Emissions concept¶
General information:
- Emission types considered: CO2, methane (CH4), and nitrous oxide (N2O), based on data from Germany's National Inventory Report.
- Global warming potentials (GWP) over a 100-year time horizon, relative to CO2, are adopted from the IPCC Fifth Assessment Report (AR5): CH4: 28, N2O: 265.
- Energy sources are categorized as fossil, synthetic, or biogenic, with the assumption that only carbon-capture-based synthetic imports are considered.
- No positive balancing is applied to electricity imports, constrained by country-specific limitations.
- Negative offsets are applied to imported biogenic and synthetically produced energy sources that carry CO2.
- Negative offsets also account for the growth of biogenic resources within Germany and for processes involving carbon capture (CC) or direct air carbon capture (DACC).
- Sector-specific emission targets are not defined, due to sector coupling and the multiple potential conversions of energy sources before final consumption.
- Exogenous demand and carbon-carrying by-products are allowed, with limited CO2 sinks; the system boundary is set at the product demand level.
- Emissions are differentiated globally (CO2): a foreign key links to the global table of emission factors per energy source.
- Sector- and process-specific emission factors are used for CH4 and N2O, as they are more dependent on specific process conditions (e.g., firing temperature for N2O, material moisture for CH4).

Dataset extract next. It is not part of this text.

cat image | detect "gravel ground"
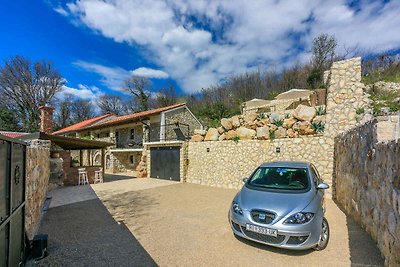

- Negative emissions are implemented within the model structure
- The emission variables as indicated in the depict the flow sums over all considered timesteps (not the remaining commodities at the last timestep).
The following graphic visualizes the SEDOS emission concept:
Summarized, this means:
- Fossil: CO2 emissions from combustion
- Biogen: CO2 emissions from combustion & negative emissions from production/source processes of biogenic energy sources.
- Synthetic: CO2 emissions from combustion & model-endogenous negative emissions for import and production with carbon captured CO2.